NASCAR Sprint Cup Series: All Eyes On Kyle Busch

The fourth race of the NASCAR Sprint Cup season goes Sunday, with the running of the Food City 500 (1 PM ET, Fox) and the presence of Kyle Busch overshadows this race. It’s not because Busch is off to a blazing start—he’s only 17th in the point standings. Nor is it because he’s a dominant figure in racing—he’s missed the Top 10 each of the last two years and never come close to a championship. But Busch owns Bristol Motor Speedway, and now he’s got the pole for Sunday.

There are two races run at Bristol each year, and Busch has won four of the last eight. He might not be a dominant figure in the NASCAR Sprint Cup series overall, but he sure is at this track. The circuit comes to Bristol at the right time for him. Busch’s season got off to a disastrous start in Daytona, with a wreck and a 34th-place finish. It got a little better in Phoenix the week after, when he came in 23rd. Then he ran an excellent race in Las Vegas, placing fourth. Busch still has work to do repairing the point damage from Daytona and Sunday’s Bristol race fits perfectly into his gradual ascent with each passing week.

The pole position is of no small importance at Bristol. It’s a shorter track, which makes it tougher to pass and to come back on. “Position is everything,” said TheSportsNotebook’s NASCAR consultant, my brother Bill. “There’s a lot of bumping and grinding.”

Bill added that the close-quarters racing makes it an ideal environment for drivers to take revenge on someone. It reminds me of a scene in the 1992 movie Far & Away. An Irish immigrant, played by Tom Cruise (who mastered the brogue beautifully) is running in the 1893 Oklahoma Land Rush, where the settlers rode horses to the plots of land they were going to claim. The antagonist to Cruise comes up to him the day before to warn him ominously—“there’ll be a lot of confusion in the race tomorrow lad. Someone could get shot.” I digress, but the obvious corollary to our original topic is that the drivers have opportunity to get away with some stuff in a tight, bump-and-grind race.

Bush’s record at Bristol are reflected in the betting lines for Sunday. He’s one of three drivers going off at 7-1, with only Jimmie Johnson’s price being shorter. You don’t normally see Busch in this kind of rarefied air, but the record says he’s the driver to watch on Sunday.


Denny Hamlin is a little lighter in the wallet. He drew a $25,000 fine from NASCAR for his criticism of the Generation Six car. “He says you can race in a single file line,” Bill said, in explaining the driver’s criticisms. Bill was non-committal on the substance of Hamlin’s criticism, but he (Bill) firmly criticized NASCAR for the fine. “They want drivers to speak their minds and then fine them if they don’t like it,” he lamented. Whether NASCAR has something to hide I don’t know, but the decision to slap Hamlin with a fine does at least give the appearance of corporate insecurity.
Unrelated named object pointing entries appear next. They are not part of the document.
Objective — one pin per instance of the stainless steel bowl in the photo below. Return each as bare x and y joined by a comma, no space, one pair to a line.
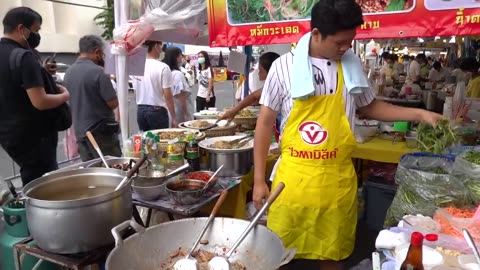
186,191
209,173
150,185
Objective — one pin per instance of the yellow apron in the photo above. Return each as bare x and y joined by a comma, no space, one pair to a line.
317,211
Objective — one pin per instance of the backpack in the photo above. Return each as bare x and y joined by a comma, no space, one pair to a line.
59,118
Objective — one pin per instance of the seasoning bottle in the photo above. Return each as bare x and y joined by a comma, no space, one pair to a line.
192,154
414,255
175,157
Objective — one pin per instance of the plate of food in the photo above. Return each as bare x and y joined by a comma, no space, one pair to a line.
205,123
249,112
180,133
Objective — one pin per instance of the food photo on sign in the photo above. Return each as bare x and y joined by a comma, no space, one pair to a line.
375,6
255,11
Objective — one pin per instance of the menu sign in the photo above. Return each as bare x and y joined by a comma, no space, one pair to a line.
255,22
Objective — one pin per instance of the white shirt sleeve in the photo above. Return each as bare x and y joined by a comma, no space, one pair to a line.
273,90
167,78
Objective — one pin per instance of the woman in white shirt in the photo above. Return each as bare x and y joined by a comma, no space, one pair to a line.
205,96
437,73
180,90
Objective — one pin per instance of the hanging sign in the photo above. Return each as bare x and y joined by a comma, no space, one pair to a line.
256,22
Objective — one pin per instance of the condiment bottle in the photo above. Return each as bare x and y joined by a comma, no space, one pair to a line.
414,255
192,154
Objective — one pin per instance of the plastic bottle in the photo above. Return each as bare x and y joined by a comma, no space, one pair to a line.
192,154
414,258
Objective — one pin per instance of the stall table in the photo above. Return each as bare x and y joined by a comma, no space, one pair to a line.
412,103
166,205
379,150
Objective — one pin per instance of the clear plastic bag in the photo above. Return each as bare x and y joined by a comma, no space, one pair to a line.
425,183
469,173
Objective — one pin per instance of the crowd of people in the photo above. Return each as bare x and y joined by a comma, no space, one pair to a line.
421,69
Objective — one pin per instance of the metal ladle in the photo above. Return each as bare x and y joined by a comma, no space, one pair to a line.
189,262
222,262
97,148
213,176
130,173
471,243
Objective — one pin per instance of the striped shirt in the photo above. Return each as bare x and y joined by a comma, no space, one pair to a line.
276,91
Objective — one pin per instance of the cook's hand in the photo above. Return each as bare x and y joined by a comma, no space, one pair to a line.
228,115
174,123
430,117
260,194
63,91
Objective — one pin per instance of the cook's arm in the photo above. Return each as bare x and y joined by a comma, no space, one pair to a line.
383,111
263,135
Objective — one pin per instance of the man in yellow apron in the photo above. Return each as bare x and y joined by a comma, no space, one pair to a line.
317,211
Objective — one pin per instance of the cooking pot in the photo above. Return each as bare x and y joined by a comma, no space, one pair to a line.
119,161
73,211
237,162
151,249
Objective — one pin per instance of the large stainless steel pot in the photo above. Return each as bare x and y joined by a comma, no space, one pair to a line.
237,162
119,161
150,249
73,211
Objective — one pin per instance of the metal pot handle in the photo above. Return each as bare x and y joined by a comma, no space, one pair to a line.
122,226
288,256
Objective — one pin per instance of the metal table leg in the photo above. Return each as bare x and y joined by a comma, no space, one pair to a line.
137,217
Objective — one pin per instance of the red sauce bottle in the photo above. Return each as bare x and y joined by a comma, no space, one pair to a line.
414,255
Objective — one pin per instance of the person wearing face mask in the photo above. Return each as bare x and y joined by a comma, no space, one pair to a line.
205,96
26,131
93,100
180,89
316,213
154,92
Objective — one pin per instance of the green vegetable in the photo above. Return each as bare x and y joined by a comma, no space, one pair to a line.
436,139
472,157
395,5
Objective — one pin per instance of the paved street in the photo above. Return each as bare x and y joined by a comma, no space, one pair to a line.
225,98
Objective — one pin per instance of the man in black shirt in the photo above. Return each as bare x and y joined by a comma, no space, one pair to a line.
25,132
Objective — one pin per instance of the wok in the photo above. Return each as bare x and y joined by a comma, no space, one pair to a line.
150,249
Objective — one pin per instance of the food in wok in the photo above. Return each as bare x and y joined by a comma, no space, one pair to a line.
203,257
246,113
200,124
374,6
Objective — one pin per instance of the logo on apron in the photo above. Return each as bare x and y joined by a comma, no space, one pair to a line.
312,133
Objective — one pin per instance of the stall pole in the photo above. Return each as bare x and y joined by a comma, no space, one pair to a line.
246,89
121,8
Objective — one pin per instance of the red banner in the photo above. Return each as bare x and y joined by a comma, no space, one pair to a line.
255,22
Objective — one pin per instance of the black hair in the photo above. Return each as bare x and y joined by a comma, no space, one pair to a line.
333,16
266,60
171,57
20,15
470,64
421,56
151,44
207,60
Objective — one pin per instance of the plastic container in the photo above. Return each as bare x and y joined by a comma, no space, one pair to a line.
431,257
379,197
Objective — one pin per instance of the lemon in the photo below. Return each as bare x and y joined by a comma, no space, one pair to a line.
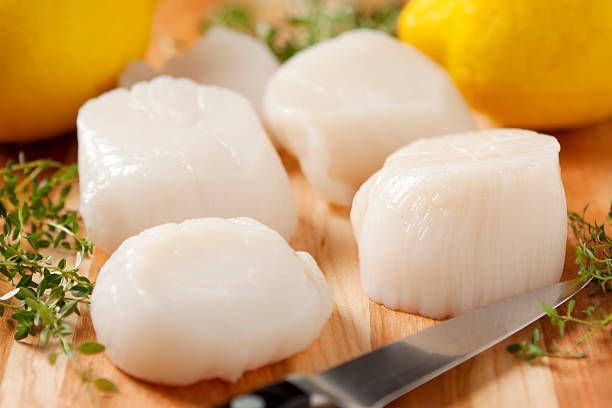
54,55
525,63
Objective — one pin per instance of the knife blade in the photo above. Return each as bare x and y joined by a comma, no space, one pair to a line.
383,375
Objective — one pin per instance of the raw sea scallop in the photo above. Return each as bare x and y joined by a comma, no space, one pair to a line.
222,57
453,223
343,105
207,298
169,150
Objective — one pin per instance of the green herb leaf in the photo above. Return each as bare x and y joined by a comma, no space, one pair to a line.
90,347
105,385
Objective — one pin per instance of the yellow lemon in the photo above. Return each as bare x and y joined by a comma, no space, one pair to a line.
54,55
525,63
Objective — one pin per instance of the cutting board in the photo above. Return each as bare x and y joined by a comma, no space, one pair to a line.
357,325
493,379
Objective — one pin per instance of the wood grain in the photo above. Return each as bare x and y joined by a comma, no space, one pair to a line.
357,325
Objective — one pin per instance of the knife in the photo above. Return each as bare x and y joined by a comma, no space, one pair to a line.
383,375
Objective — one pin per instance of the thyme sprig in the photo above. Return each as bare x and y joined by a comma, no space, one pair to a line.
594,257
315,21
44,292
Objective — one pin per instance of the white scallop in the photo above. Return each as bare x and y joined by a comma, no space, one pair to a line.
222,57
207,298
169,150
343,105
453,223
230,59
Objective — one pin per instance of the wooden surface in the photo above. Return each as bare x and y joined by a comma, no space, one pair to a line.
357,325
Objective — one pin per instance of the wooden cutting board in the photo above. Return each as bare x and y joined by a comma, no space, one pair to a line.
493,379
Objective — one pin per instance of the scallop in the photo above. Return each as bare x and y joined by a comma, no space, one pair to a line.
453,223
221,57
169,150
207,298
343,105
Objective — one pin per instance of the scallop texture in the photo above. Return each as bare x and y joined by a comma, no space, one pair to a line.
207,298
169,150
344,105
453,223
230,59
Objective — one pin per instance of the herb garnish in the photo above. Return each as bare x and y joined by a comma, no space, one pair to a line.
315,21
44,292
594,255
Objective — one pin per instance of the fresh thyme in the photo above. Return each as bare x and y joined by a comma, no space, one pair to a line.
316,21
44,292
594,256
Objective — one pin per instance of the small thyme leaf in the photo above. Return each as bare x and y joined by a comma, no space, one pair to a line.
90,347
594,257
315,21
44,291
105,385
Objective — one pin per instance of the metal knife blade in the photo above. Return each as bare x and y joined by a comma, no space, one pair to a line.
383,375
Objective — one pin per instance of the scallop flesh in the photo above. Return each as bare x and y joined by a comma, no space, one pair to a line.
453,223
343,105
171,149
207,298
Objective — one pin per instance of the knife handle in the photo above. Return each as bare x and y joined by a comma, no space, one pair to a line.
282,394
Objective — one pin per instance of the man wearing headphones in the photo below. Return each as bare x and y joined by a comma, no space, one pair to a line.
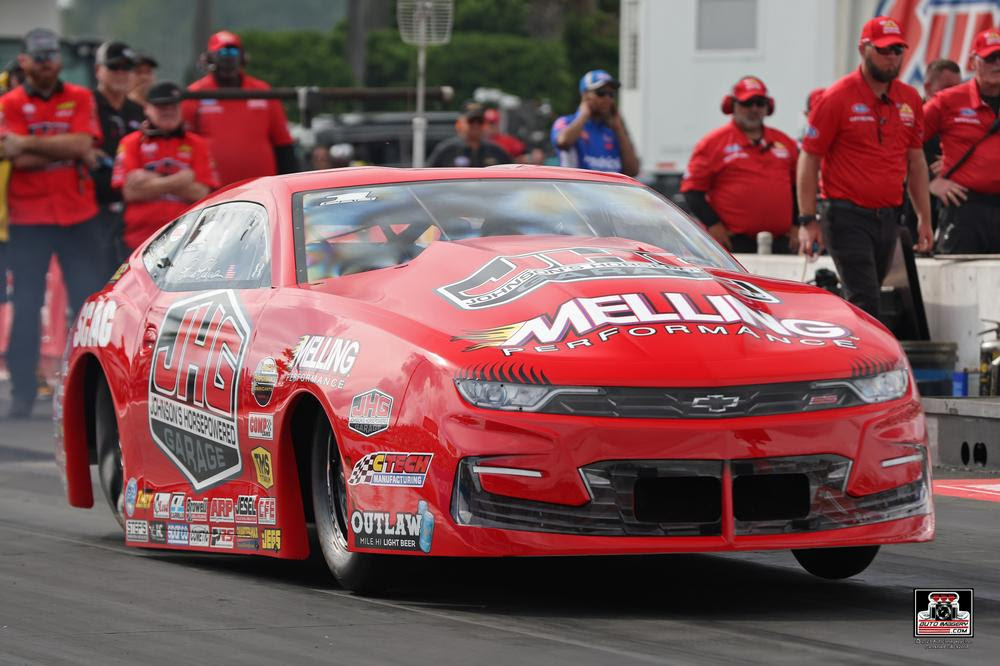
247,137
740,178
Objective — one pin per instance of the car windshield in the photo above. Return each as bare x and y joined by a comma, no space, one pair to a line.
357,229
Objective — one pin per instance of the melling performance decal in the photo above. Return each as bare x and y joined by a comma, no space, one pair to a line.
586,322
505,279
391,469
192,386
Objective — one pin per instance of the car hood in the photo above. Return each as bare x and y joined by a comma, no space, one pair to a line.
615,312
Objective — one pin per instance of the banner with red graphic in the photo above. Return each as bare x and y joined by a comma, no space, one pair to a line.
938,29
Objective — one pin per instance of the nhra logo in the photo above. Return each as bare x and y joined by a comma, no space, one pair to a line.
507,278
391,469
370,412
192,386
943,615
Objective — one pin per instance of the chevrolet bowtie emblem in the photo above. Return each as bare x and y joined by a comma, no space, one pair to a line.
715,403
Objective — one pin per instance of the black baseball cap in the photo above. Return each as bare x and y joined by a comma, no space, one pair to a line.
114,53
41,42
164,93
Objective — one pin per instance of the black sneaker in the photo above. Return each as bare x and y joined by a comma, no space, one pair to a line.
20,409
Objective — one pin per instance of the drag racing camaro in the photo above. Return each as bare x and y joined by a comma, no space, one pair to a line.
510,361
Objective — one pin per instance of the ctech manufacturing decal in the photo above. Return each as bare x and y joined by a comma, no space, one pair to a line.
586,322
196,364
507,278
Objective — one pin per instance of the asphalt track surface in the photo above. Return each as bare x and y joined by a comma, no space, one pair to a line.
72,593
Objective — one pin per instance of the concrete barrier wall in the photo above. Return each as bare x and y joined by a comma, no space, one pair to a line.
958,294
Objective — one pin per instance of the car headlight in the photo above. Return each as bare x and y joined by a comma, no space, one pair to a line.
881,387
512,396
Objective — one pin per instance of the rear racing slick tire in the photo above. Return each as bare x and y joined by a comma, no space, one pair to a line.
358,572
109,451
836,563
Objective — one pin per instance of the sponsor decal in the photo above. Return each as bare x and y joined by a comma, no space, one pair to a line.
198,536
267,510
137,531
394,531
157,532
247,537
370,412
221,510
161,505
262,465
131,491
177,534
391,469
505,279
585,322
197,511
144,499
94,324
246,509
270,539
263,381
222,537
196,363
942,612
260,426
177,506
323,360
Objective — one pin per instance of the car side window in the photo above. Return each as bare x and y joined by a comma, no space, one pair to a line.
226,249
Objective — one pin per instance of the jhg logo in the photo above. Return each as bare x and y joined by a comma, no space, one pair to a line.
940,612
192,386
507,278
370,412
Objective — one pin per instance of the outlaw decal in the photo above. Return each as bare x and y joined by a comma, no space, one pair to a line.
192,386
507,278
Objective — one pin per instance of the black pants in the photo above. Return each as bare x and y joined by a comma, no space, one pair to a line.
82,260
861,243
972,228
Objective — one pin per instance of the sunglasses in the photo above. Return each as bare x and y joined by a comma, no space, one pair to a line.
895,49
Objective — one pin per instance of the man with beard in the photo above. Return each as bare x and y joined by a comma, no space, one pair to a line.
866,133
595,136
965,117
49,128
740,178
118,116
247,137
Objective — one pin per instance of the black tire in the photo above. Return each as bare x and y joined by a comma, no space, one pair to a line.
358,572
109,451
836,563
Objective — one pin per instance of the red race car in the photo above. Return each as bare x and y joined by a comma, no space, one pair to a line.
482,362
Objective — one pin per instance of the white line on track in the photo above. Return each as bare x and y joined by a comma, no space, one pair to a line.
500,627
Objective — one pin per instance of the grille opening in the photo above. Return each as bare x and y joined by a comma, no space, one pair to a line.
678,499
771,497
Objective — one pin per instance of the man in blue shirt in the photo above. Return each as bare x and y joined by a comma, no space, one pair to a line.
595,136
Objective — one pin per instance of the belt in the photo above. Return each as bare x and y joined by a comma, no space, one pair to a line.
891,214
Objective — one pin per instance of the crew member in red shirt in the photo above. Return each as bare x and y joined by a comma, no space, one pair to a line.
965,117
161,169
866,132
49,129
248,137
740,178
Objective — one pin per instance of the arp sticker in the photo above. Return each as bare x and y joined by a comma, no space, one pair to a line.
196,364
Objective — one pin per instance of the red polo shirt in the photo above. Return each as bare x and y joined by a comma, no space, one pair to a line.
864,140
164,156
241,133
749,186
61,193
960,117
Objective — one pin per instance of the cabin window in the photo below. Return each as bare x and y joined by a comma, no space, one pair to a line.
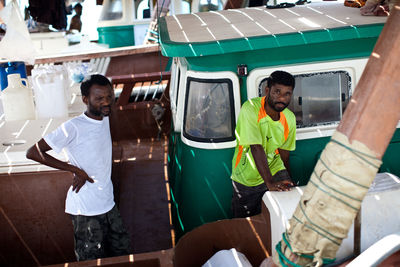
209,110
320,98
142,9
113,10
177,86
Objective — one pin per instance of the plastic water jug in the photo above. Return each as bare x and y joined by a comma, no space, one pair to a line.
17,99
11,68
50,85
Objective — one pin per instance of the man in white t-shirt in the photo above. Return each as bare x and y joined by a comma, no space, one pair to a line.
86,139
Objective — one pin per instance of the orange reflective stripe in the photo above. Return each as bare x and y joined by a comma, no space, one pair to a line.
261,112
285,125
239,156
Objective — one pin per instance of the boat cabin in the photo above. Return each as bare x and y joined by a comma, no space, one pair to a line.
219,60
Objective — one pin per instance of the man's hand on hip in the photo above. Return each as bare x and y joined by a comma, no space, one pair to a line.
284,185
79,180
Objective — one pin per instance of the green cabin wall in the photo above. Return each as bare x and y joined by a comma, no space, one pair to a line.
201,188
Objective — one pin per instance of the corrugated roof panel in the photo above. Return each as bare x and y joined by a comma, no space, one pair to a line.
316,22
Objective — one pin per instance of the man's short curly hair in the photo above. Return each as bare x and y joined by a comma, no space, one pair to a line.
281,77
92,80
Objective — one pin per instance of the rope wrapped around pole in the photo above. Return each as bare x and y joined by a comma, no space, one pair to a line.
350,161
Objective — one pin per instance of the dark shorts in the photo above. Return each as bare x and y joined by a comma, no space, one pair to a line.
246,200
100,236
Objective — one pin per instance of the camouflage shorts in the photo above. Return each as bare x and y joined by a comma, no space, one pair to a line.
246,200
100,236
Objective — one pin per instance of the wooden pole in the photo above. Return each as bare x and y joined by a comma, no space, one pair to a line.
374,111
368,123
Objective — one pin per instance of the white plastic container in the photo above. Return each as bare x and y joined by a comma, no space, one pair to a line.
17,99
51,88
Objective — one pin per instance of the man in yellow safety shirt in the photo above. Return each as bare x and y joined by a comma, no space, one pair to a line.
265,133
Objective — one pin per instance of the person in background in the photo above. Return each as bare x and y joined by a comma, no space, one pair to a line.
76,23
86,139
265,133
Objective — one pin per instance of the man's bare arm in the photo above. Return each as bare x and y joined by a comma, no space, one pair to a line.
261,162
38,152
285,158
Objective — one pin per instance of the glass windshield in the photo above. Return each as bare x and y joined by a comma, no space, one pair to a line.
209,110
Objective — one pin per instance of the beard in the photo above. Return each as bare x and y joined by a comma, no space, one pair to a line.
102,111
274,105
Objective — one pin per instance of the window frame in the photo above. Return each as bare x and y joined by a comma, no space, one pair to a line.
176,95
354,67
209,143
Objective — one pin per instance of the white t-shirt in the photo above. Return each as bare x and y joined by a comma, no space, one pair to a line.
87,143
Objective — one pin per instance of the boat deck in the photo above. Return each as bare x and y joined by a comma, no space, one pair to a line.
144,199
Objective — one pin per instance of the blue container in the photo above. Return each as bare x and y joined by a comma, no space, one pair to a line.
11,68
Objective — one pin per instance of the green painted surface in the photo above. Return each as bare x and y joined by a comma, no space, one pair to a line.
304,158
200,184
116,36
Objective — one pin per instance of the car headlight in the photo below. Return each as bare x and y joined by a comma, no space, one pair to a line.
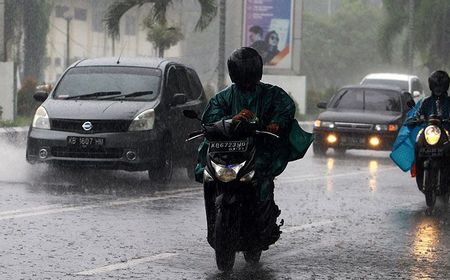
319,123
381,127
41,119
143,121
384,127
227,173
432,134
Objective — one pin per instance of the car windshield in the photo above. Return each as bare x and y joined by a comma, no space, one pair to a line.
113,82
367,99
403,85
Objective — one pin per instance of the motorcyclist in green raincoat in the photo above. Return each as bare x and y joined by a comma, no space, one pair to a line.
249,99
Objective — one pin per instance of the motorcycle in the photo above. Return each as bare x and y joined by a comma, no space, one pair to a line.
230,191
432,157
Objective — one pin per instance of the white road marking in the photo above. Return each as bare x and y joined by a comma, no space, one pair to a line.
291,229
58,208
125,265
324,176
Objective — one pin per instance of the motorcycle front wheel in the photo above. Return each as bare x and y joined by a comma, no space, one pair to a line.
430,198
224,241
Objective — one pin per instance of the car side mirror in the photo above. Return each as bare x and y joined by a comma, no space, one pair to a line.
40,96
410,103
322,105
190,114
179,99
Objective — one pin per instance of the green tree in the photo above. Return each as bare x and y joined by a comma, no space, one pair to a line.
30,18
160,34
431,30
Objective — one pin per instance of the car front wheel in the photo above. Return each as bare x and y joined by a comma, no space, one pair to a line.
162,173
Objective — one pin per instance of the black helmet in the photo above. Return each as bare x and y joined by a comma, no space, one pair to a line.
245,66
438,82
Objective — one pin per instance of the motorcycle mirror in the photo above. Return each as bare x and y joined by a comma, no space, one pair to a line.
190,114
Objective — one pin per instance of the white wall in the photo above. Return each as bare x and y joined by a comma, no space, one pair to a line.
294,85
7,90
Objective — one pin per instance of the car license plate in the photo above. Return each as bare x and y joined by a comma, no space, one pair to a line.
228,146
353,140
85,142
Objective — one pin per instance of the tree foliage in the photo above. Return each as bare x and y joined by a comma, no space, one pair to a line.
32,19
431,30
156,20
162,36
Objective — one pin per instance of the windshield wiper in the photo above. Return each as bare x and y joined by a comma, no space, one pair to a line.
132,94
95,94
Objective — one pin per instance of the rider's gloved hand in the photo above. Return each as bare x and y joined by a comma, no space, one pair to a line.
245,114
273,127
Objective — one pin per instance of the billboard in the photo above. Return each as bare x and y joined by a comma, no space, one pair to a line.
268,29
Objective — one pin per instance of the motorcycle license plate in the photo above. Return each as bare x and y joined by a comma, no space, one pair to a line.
228,146
85,142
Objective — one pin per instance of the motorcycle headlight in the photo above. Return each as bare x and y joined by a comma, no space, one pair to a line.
319,123
432,134
248,177
143,121
227,173
41,119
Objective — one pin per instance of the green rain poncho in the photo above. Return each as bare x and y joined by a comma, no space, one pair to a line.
271,104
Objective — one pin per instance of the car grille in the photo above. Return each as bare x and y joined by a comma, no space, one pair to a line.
79,153
361,126
98,126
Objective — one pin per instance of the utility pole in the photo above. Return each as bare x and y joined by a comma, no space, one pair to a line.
411,37
2,31
68,19
221,60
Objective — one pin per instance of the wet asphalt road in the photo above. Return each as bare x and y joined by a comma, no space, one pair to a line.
353,217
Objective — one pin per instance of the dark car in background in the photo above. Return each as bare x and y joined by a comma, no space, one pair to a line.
360,117
127,114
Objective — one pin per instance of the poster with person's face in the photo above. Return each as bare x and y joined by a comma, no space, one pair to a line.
268,29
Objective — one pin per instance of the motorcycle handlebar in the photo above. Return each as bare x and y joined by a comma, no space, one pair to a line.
267,133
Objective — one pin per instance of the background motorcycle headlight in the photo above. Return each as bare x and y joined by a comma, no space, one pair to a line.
227,173
41,119
143,121
319,123
432,134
Speaking of something to hide, I wish I could hide last year’s previews of the two NASCAR races at Bristol last year. When I hear “Bristol”, I think Connecticut and the home of ESPN. And in researching the track, I never noticed that it’s actually in Tennessee. This year’s research brought it to light. My apologies to the good people of Tennessee.


Johnson, as mentioned is the betting line favorite. Busch is joined by Hamlin and Brad Keselowski at 7-1. Then there’s a sharp drop to 12-1, where Kasey Kahne, Tony Stewart, Carl Edwards, Jeff Gordon, Dale Earnhardt Jr., Greg Biffle and last week’s winner Matt Kenseth are sitting. Of the “name” drivers, Stewart is the one who still needs to get untracked, as he’s 16 points outside the top 10. Danica Patrick has fallen hard in the last couple weeks, dropping to 30th overall.